Despite huge interests from the EU and Asian markets, Myanmar’s fruit and vegetable exporters are yet to cash in on the opportunities due to lack of certification, poor quality and weak cultivation methods, experts and industry insiders say.
“South Korea would like to purchase a lot of fruits from Myanmar but they are hesitating because they don’t like the current low quality of Myanmar fruits,” Dr Daw Than Than Sein, consultant at Myanmar Fruits and Vegetables Manufacturers and Exporters Association, told Myanmar Business Today.
“To do business with the EU, the fruit exporters need GAP (Good Agriculture Practice) certification.

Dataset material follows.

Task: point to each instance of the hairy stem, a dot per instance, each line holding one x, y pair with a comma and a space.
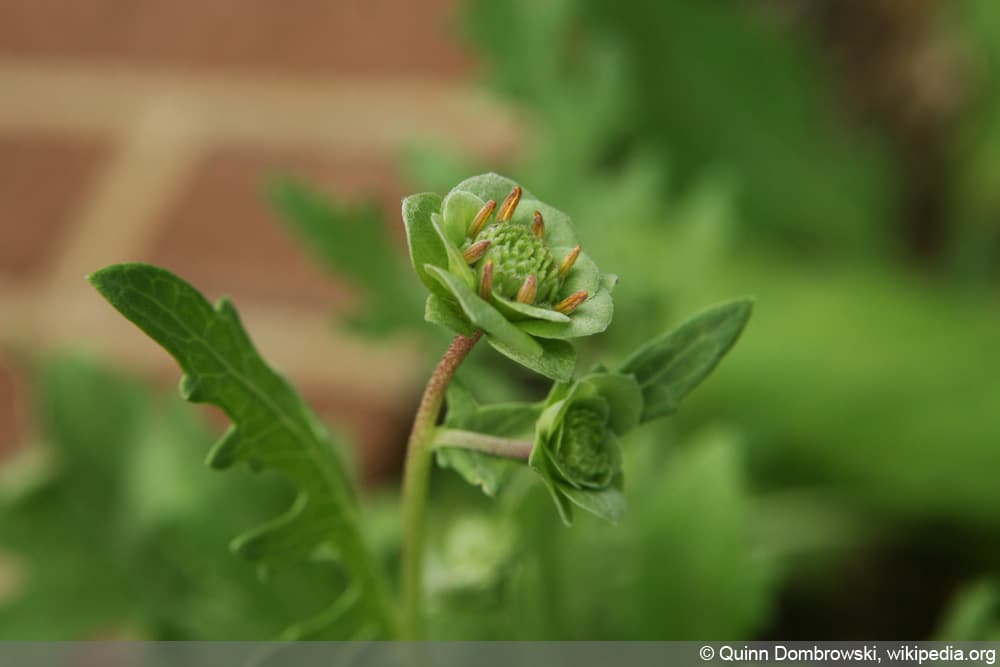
481, 442
416, 476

As long as such international standards and practices are not developed the exporters will keep facing difficulties penetrating the international market,” she said.
GAPs are specific methods which, when applied to agriculture, create food for consumers or further processing that is safe and wholesome.
“Right now quality of our fruits is very poor. GAP ensures that in your fruit you don’t have insects or insecticides and so on. South Korea is asking for this, the EU also. The government should lead this process.”
Myanmar fruit and vegetable producers also need upgraded technology to improve the quality of exports and the cultivation method also has to be systematic, U Hnin Oo, vice chairman of Myanmar Fruit and Vegetable Producers Association (MFVPA), said. “GAP system can ensure higher prices for Myanmar’s fruit and vegetable exports,” he said.
Industry insiders say the exporters need technical aid and know-how from the government to overcome the situation.
“Local entrepreneurs have very little experience in fresh fruit exportation. We can improve if there is government help,” Daw Lei Lei Oo, an MFVPA spokesperson, said.
Myanmar started mango and watermelon exports to Singapore in May last year, starting with a 3 tonne shipment of seedless watermelons, which were only exported to China before.
In the past, Myanmar’s main customer for fruits and vegetables was China through border trades, but it initiated market expansion three years ago. It targeted Singapore, Malaysia and Thailand, and participated in international fruit festivals around the world. Recently, England and Germany have shown interest in importing fruits from Myanmar, besides Japan and South Korea, MFVPA officials said.
Myanmar earned $34.98 million from exports of fruits and vegetables in the first nine months of the fiscal year 2013-14, with main exporting items being mango, watermelon and cucumber, according to official statistics. In the previous fiscal year, the country saw $73.83 million worth of exports to foreign markets.